The Read Me File
The Read Me file is a user's guide to the documentation stored in your Project/ folder.
When a reader is interested in exploring your documentation or reproducing the results of your project, the Read Me file is the first thing they will look at.
Contents of the Read Me File
The Read Me file consists of three sections:
Section 1: Software and platform
In this section, you should indicate:
- The type(s) of software you used for the project, including version numbers.
- The names of any add-on packages that need to be installed with the software.
- The platform (e.g., Windows, Mac, or Linux) you used.
Section 1 should also explain any other hardware or software requirements that must be met for your scripts to be executed.

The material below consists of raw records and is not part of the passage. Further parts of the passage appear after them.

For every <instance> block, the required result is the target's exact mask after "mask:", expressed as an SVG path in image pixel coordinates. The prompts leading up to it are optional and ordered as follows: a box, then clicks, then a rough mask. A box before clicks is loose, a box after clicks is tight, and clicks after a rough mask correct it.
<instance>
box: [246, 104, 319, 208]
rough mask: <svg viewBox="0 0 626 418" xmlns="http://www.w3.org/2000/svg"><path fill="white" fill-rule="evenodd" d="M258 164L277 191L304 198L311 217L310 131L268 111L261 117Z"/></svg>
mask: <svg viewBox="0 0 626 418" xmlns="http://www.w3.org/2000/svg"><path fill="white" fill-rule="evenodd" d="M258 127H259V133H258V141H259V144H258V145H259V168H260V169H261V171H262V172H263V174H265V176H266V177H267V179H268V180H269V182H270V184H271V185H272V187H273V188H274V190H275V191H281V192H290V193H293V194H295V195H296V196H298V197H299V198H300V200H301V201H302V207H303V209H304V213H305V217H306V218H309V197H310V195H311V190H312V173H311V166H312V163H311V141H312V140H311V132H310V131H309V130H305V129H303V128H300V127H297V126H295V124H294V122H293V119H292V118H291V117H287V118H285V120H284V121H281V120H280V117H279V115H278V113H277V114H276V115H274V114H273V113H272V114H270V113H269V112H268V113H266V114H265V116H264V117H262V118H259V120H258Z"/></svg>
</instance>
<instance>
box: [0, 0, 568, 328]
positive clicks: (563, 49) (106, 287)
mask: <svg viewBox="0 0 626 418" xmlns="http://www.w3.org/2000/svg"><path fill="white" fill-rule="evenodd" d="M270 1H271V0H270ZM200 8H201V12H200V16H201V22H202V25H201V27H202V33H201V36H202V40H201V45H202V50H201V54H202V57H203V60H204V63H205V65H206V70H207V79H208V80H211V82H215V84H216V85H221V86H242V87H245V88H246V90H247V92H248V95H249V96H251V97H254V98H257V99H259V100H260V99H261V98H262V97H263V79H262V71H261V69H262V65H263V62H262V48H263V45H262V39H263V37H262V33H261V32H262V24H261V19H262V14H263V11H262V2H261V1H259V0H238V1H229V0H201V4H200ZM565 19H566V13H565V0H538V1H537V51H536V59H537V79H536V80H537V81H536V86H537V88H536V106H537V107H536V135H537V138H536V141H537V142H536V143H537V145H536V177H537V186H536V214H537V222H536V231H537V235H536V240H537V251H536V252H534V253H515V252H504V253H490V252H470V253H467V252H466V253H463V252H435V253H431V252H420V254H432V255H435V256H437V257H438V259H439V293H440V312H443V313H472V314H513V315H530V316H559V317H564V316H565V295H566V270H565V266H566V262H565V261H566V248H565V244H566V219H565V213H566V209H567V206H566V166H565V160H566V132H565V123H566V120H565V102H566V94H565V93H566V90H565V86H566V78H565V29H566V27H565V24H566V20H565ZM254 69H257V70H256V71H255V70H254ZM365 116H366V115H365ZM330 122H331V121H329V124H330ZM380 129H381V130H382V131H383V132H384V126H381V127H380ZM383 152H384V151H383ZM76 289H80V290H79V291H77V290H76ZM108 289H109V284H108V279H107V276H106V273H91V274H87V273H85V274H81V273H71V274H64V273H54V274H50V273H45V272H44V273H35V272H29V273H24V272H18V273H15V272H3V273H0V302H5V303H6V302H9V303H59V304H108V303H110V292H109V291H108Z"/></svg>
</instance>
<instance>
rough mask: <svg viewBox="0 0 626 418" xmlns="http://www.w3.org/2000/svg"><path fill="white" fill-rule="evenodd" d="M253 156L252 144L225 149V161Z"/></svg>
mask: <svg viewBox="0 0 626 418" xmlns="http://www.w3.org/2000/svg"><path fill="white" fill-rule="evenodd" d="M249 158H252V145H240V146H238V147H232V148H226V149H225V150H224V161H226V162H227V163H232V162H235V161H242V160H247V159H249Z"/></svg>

Section 2: A Map of your documentation
In this section, you should provide an outline or tree illustrating the hierarchy of folders and subfolders contained in your Project Folder, and listing the files stored in each folder or subfolder.
-
If you are using restricted data
As explained on the page for Input Data Files, in some cases you may not be allowed to include certain data files in your documentation for reasons of intellectual property, confidentiality, or privacy. If this is the case, you must remove the restricted data files from your documentation before making it public.
Nonetheless, in the map of your documentation in the Read Me file, when you list the Input Data files contained in the Input Data folder, you should still include any files you had to remove because of sharing restrictions. But for each such file you removed, add a note indicating that (i) the file is not actually stored in the public documentation for your project, and (ii) instructions on applying for access to the file can be found in your Data Sources Guide.
Section 3: Instructions for reproducing your results
In this section, you should give explicit step-by-step instructions for using the documentation in your Project/ folder to reproduce the Results of your study. These instructions should be written in straightforward plain English, but they must be detailed and precise enough to make it possible for an interested user to reproduce your Results without undue difficulty.
-
Read more
Typically, these instructions should guide the user through the following steps:
- Checking that the reader's computer meets the software and hardware requirements described in section 1 of the Read Me file.
- Copying the Project Folder onto the reader's computer, and verifying that the folder and file structure, as illustrated in section 2 of the Read Me file, is intact.
- NOTE: If you had to remove any of the Input Data files because of restrictions pertaining to intellectual property, confidentiality, or privacy, you should note in the instructions that the reader should: (i) consult your Data Sources Guide for information about how to apply for access to the restricted data, and (ii) once they are granted access, they should put copies of the restricted data files in the Input Data folder.
- NOTE: If you had to remove any of the Input Data files because of restrictions pertaining to intellectual property, confidentiality, or privacy, you should note in the instructions that the reader should: (i) consult your Data Sources Guide for information about how to apply for access to the restricted data, and (ii) once they are granted access, they should put copies of the restricted data files in the Input Data folder.
- Executing the scripts included in the documentation, in a specified order.
- Copying the Project Folder onto the reader's computer, and verifying that the folder and file structure, as illustrated in section 2 of the Read Me file, is intact.
- Executing the scripts included in the documentation, in a specified order. (Your instructions need to specify what that order is.)
- For each script that must be executed, the instructions should:
- Briefly describe what the script accomplishes.
- Indicate any files that are accessed by the script.
- Indicate any files that are generated and saved by the script.
- Indicate that, as an alternative to running the the scripts one at a time, the user can simply run the Master Script, which executes all the other scripts in the specified order.
- Checking that the reader's computer meets the software and hardware requirements described in section 1 of the Read Me file.
Writing the Read Me File
You may use any word processing or typesetting software you like (e.g., Microsoft Word, Google Docs, or LaTex) to write the Read Me file.
When you have finished writing the Read Me file, save it in .pdf format, in the top level of the Project/ folder.
Naming the Read Me File
Give your Read Me file the name ReadMe.pdf.
-
Conventions for naming files
Naming files
We suggest you adopt the following conventions when choosing name for files you create:
- Do not include spaces in file names. This is actually more of a requirement than a convention: if there are spaces in the file names you write in scripts, you will probably run into errors when you run the scripts.
- As with folder names, PascalCase is often a convenient way to avoid using spaces in file names. For example, we name the Read Me file ReadMe.pdf instead of "Read Me.pdf".
- You can also replace a space in a file name with an underscore (_). As just one example, you might use names such as USA_Economic.csv, USA_Demographic.csv, UK_Economic.csv, and UK_Demographic.csv.
- When you refer to a file in a written document, write the name of the file in italics. (Of course, when you type the name of the file in a script, you won't use italics.)
File name extensions
The extensions on the names you choose for files will usually be determined by the format the file is saved in (e.g., .docx for a Microsoft Word document; .xlsx for an Excel workbook; .txt for plain text; .csv for text with comma-separated values; .jpg (or .jpeg) for certain kinds of graphics files; and .pdf for (well, what else?) PDF documents.
Many types of statistical software have their own formats for storing data, scripts, graphics, and other kinds of files, with file name extensions that are specific to each type of software.